Internet nous offre une énorme quantité d’informations, mais cela aplatit le présent. Pour les gens de ma génération, c’est un formidable répertoire de recherche. On y trouve toutes les idées, que ce soient celles du Pape ou des nazis, mais ce flot empêche le filtrage, un phénomène une fois de plus lié à la scolarité. Les livres anciens nourrissent mon imagination. Quand j’écris certains romans, je cherche des livres qui ont trait au sujet traité. Mais il arrive qu’un ouvrage attise ma curiosité au point de me donner envie d’approfondir un thème. Il y a tant de choses que je n’ai pas abordées, que je crains toujours de me sentir à l’étroit.

Vous expliquez que le pouvoir a de plus en plus le moyen de contrôler le citoyen mais aussi – et c’est nouveau – que le citoyen peut désormais, surtout le hacker – surveiller le pouvoir. La transparence est-elle un progrès pour la société ?

Pour les particuliers, non. Même le pouvoir, parfois, a besoin de garder le secret. Nous vivons une période de grande confusion. Si je dévalise une banque, le fait de pouvoir être contrôlé quand je prends l’autoroute servira à me rattraper plus vite. Mais qu’une autorité mystérieuse sache toutes les fois où j’ai pris l’autoroute produit une quantité d’informations impossibles à exploiter. Cela oblige plutôt à la sincérité. Je ne mets pas dans mes courriels des propos que je ne dirais pas publiquement.

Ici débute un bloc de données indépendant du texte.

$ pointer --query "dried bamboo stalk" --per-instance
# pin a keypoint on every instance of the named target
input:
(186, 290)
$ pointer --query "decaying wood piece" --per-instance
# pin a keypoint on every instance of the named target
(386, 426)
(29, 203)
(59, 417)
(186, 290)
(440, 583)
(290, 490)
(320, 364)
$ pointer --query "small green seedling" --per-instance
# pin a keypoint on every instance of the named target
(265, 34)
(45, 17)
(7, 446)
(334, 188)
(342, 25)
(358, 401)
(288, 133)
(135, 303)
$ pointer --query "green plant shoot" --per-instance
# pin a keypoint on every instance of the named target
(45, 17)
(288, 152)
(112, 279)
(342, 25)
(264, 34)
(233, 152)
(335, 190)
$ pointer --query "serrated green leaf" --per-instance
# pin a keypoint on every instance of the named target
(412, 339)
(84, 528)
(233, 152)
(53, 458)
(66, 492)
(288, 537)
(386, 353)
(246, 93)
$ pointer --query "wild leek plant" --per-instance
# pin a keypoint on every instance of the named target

 » Si nous ne pensions pas que nos semblables nous disent le vrai ou le faux, toute vie sociale serait impossible », écrivez-vous. Ne pensez-vous pas que notre société banalise de plus en plus le mensonge ?

Toute notre vie se fonde sur le fait que nous croyons à ce qui nous est dit. Cela paraît une platitude. Mais c’est fondamental. Sur ce pilier de confiance se greffent les menteurs et les mensonges. Dans la vie courante, on dit : « Je n’ai pas confiance en ce type, c’est un menteur ». On ne dit pas : « Aie confiance en ce monsieur, il dit toujours la vérité ». La société est capable de se défendre contre le mensonge généralisé. Mais avec Internet, il est vrai qu’on est confronté à un accroissement des mensonges apolitiques qui risque d’anesthésier le public. A partir d’un certain niveau, cela pourrait être tragique. Mais on n’y est pas encore.

Construire l’ennemi – et autres écrits occasionnels, par Umberto Eco, éd. Grasset, 303 p.